Im Kontext der heutigen globalisierten Wissenschaft ist die akademische Freiheit mit neuen Bedrohungen konfrontiert. Autokratien wie der chinesische Einparteienstaat beschneiden nicht nur die akademische Freiheit innerhalb ihrer eigenen Grenzen, sondern versuchen auch, Zensur und andere repressive Praktiken in andere Staaten zu exportieren. Das Forschungsprojekt basiert auf dem Verständnis, dass sowohl empirische Studien als auch eine normative Bewertung von entscheidender Bedeutung sind, um Antworten auf autoritären, transnationalen Druck auf die Wissenschaft zu finden. Zu diesem Zweck entwickeln wir ein systematisches Verständnis relevanter Normen und empirischer Reaktionen auf unzulässige Einflussnahme und Verletzungen der Wissenschaftsfreiheit. Wir betrachten Universitäten in liberalen Demokratien nicht als rein passive Ziele. Stattdessen konzentrieren wir uns darauf, die Perspektiven, Entscheidungen und Handlungen britischer und deutscher Akteure in der akademischen Zusammenarbeit mit dem autoritären China vergleichend zu untersuchen. Unter Berücksichtigung der unterschiedlichen institutionellen Gegebenheiten in beiden Ländern werden u.a. sechs vergleichende Fallstudien konzipiert, die Einsicht in Schwierigkeiten in der Kooperation deutscher und britischer akademischer Akteure mit Akteuren in China geben werden und die Formulierung von Lösungsansätzen erlauben.

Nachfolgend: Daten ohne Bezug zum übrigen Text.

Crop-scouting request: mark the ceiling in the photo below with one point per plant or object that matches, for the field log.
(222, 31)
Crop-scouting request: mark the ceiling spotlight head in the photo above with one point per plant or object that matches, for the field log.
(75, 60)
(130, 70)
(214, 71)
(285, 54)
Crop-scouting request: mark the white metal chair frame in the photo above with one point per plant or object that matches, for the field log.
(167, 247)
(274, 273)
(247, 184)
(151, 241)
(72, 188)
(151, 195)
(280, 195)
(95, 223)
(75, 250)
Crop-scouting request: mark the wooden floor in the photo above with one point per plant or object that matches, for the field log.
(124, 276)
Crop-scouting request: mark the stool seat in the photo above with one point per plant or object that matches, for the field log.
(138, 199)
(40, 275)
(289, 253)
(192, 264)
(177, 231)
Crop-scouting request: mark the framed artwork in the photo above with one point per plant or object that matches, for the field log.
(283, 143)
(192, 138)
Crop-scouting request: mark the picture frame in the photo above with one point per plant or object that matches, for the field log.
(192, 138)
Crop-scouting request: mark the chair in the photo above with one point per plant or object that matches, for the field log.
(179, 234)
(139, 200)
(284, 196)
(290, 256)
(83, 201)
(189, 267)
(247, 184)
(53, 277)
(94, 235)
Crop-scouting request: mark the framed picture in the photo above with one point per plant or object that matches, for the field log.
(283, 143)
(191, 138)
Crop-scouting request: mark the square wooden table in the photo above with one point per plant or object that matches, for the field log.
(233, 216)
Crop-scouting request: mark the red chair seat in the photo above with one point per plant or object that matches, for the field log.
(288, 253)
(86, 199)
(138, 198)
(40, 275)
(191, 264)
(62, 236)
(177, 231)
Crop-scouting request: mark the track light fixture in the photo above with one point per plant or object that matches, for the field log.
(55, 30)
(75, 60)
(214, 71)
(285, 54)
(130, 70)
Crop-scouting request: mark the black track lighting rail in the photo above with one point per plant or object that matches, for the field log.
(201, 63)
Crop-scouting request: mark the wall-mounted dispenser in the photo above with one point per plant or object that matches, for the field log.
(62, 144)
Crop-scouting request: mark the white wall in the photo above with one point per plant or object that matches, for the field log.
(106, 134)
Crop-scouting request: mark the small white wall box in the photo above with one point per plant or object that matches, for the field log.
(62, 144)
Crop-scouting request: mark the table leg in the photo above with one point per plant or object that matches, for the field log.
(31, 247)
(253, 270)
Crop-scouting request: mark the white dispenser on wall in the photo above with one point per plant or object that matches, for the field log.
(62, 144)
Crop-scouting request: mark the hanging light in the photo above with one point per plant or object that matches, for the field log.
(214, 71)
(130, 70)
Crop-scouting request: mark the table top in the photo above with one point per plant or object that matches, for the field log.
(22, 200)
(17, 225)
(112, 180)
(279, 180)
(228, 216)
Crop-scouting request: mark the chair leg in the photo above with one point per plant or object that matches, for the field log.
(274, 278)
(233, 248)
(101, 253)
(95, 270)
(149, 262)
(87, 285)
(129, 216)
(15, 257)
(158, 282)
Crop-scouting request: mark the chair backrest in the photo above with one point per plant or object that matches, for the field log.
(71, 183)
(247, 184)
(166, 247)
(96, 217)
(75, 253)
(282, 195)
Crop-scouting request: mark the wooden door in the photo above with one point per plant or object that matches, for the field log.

Projektleitung:  Prof. Dr. Tanja Börzel (FU), Prof. Mattias Kumm, S.J.D. (WZB) und Prof. Dr. Katrin Kinzelbach

Laufzeit: 1. September 2021 – 31. August 2024

Projektbeschreibung: Das Projekt ist Teil des Berliner Exzellenzclusters SCRIPTS (Contestations of the Liberal Script), an dem Prof. Dr. Katrin Kinzelbach als assoziierte Wissenschaftlerin mitarbeitet. „Science Friction“ vereint die disziplinären Perspektiven der internationalen Beziehungen und der vergleichenden Politikwissenschaft mit dem internationalen Verfassungsrecht, um die wachsende Auseinandersetzung mit der akademischen Freiheit auf der ganzen Welt zu analysieren, zu bewerten und zu erklären. Wir beginnen damit, den Kerninhalt der Wissenschaftsfreiheit zu identifizieren und zu untersuchen, wie er sich auf das liberale Skript bezieht. Im zweiten Schritt befassen wir uns mit Mustern der Anfechtung und versuchen deren Hauptursachen zu identifizieren. Im letzten Schritt untersuchen wir die Konsequenzen von Anfechtungen der akademischen Freiheit.

Herausgeberkreis: Prof. Dr. Simone Derix, Prof. Dr. Jan Eckel, Prof. Dr. Andreas Frewer, Prof. Dr. Dieter Gosewinkel, Dr. Rainer Huhle, Prof. Dr. Katrin Kinzelbach, Prof. Dr. Michael Krennerich, Dr. Daniel Stahl, Prof. Dr. Annette Weinke.

Laufzeit: 1. Juni 2020 – heute

Projektbeschreibung: Das Wissenschaftsportal www.geschichte-menschenrechte.de wurde 2015 vom Arbeitskreis Menschenrechte im 20. Jahrhundert unter der Leitung von Prof. Dr. Norbert Frei (Universität Jena) und mit Finanzierung der Fritz Thyssen Stiftung ins Leben gerufen. Seitdem Juni 2020 ist das Projekt an der FAU angesiedelt. Es versammelt lebensgeschichtliche Interviews und Kommentare, die die Entwicklung der Menschenrechte seit dem 20. Jahrhundert historisierend reflektieren. Im Zentrum stehen nationale und internationale Akteure, Konzeptionen und Praktiken: Auf welche Weise und mit welchen Motiven trieben und treiben verschiedene Gruppen und Individuen die menschenrechtliche Normsetzung voran? Welche Praktiken entstehen daraus? Welche Rollen spielen Arenen wie die UNO, der Europäische Gerichtshofe für Menschenrechte oder der Internationale Strafgerichtshof? Mit welchen Begründungen operieren Anhänger und Gegner der Menschenrechte?